Kindle Craziness
December 7, 2009
For some interesting MBA logic, read “Kindle Fantasies Are Running Wild — But, For Now, Amazon Is Losing Its Shirt.” I am not too keen on Amazon or the Kindle. Amazon’s financial reports are not too informative, and the data about its cloud services are expressed in mythical Amazon units. Spare me. The Kindle is annoying in its various incarnations. Among the reasons is the dorky snap on cover that can break the device and the when-pigs-fly search system that often launches itself when packing the gizmo away when the pilot tells me to turn off electronic devices. I have learned to live with the gray on dark gray screen and the clumsy keyboard, the experimental browser, and odd buttons. Kindle 1 had buttons that were too easy to push. Kindle 2 have buttons that are tough to use when reading on the elliptical exercise machine. The big Kindle is an invitation to breakage. PDFs and graphics generally are miserable experiences.
The article cited above sidesteps my points and goes into a more murky area; namely, the finances of Amazon’s selling eBooks. The key passage in the write up in my opinion was:
Publishers should be able to sell e-books to distributors like Amazon at $5 and still maintain the profit margins they enjoyed on print book sales. In turn, distributors like Amazon should be able to sell e-books at the current $9-$10 price and still enjoy a healthy profit. The bad news for authors is that their royalties will decrease since they are based off of retail sales price.
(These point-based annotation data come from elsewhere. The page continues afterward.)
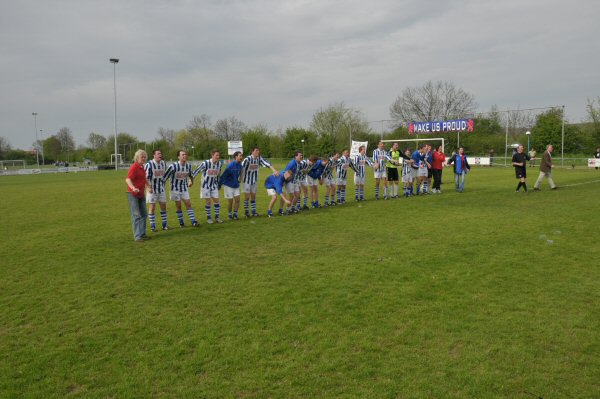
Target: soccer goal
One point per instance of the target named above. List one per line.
(13, 164)
(118, 158)
(416, 141)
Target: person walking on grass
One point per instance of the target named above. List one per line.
(230, 180)
(519, 161)
(461, 168)
(211, 169)
(155, 173)
(180, 173)
(136, 187)
(546, 169)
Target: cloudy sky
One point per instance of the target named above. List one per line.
(277, 62)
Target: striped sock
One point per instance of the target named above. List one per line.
(192, 216)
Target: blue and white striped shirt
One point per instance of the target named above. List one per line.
(358, 164)
(250, 167)
(379, 158)
(155, 175)
(303, 168)
(342, 167)
(210, 174)
(179, 175)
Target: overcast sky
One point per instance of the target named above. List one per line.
(277, 62)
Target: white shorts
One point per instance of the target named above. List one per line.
(380, 173)
(230, 192)
(328, 181)
(209, 193)
(311, 182)
(248, 188)
(153, 198)
(180, 195)
(359, 180)
(290, 188)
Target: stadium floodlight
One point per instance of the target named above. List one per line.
(114, 61)
(37, 144)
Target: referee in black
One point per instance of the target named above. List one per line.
(520, 159)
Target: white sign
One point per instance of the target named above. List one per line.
(356, 145)
(594, 162)
(233, 146)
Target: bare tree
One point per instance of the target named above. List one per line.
(96, 141)
(432, 101)
(167, 134)
(66, 140)
(229, 128)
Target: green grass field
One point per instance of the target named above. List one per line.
(445, 296)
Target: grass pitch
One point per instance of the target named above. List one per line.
(475, 295)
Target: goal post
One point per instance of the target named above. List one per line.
(13, 164)
(416, 141)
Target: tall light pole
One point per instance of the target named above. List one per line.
(114, 61)
(37, 144)
(42, 138)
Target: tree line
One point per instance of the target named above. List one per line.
(332, 127)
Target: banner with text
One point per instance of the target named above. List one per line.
(233, 146)
(457, 125)
(356, 145)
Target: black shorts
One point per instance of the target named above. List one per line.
(392, 174)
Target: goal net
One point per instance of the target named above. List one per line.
(12, 164)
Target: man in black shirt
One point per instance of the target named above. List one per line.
(519, 160)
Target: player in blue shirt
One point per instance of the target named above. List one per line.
(230, 180)
(274, 185)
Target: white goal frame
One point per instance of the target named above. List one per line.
(14, 163)
(417, 140)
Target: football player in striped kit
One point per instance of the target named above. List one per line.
(380, 156)
(211, 169)
(341, 176)
(301, 183)
(358, 165)
(250, 166)
(155, 173)
(328, 179)
(180, 172)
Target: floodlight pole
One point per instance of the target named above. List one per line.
(114, 61)
(37, 144)
(562, 161)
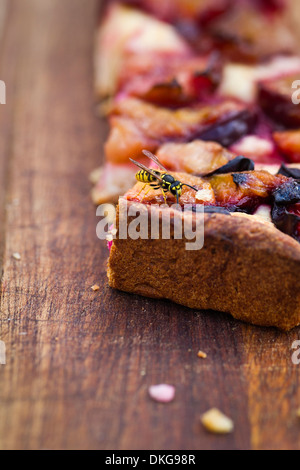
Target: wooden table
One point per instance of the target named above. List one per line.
(78, 362)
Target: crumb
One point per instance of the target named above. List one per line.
(162, 393)
(215, 421)
(202, 355)
(95, 288)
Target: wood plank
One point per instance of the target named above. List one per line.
(79, 377)
(78, 362)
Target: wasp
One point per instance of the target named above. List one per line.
(159, 179)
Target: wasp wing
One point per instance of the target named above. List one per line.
(143, 167)
(154, 159)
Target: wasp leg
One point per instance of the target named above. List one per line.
(142, 189)
(145, 193)
(164, 194)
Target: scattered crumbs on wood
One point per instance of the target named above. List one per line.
(202, 354)
(216, 422)
(95, 288)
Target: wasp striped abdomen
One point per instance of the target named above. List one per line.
(144, 176)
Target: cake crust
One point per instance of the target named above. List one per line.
(246, 268)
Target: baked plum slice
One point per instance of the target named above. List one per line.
(288, 143)
(136, 125)
(275, 98)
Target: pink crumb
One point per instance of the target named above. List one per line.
(162, 393)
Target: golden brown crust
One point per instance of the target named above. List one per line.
(247, 268)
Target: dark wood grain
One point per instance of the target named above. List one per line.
(79, 362)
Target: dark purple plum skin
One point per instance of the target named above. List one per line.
(229, 131)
I think that books of any type are going to be a financial challenge whether in print, online, or on a device like the Kindle. In case you have not noticed, books are not the way folks under 20 get their info. I don’t see the demographic bulges that are bursting with video, Web, and tweet consumers suddenly jumping on the book bandwagon. There are 320 million or so people in the US and most book readers are concentrated above 42nd Street, in university burgs like Charlottesville, Virginia, Washington, DC, and a half dozen other major cities.
The numbers presented in the write up appear rational, but the thinking that gives rise to this type of analysis is oddly disconnected from the reality of the publishing business. Can traditional publishing survive with a shrinking pool of book readers? Check out the argument in Carnival Culture: The Trashing of Taste in America. That 1992 future is now here. When a blockbuster fails to materialize for book publishers, the decline will be sure and steady. In fact, that’s what is happening right now in publishing. When Google provides good enough options to get nuggets of information, the revenue bleeding will be slow and the open wound will lead to financial Streptococcus pneumoniae. Prognosis: no marathons for the victim. Publishing outfits may just wheeze along.
Don’t expect gizmos and price wars to change the descent. Just take a look at your kids. Reading a book? Not likely for the majority of families I assert.
Stephen Arnold, December 8, 2009
Oyez, oyez, I want to disclose to the Department of the Army that books are not what they once were. If you know someone in the Army responsible for recruit training, run your book argument by that non commissioned officer and let me know what you hear. By the way, this is a free blog. You will have to pay the author of the cited article to get their reasoning for financial bonanzas.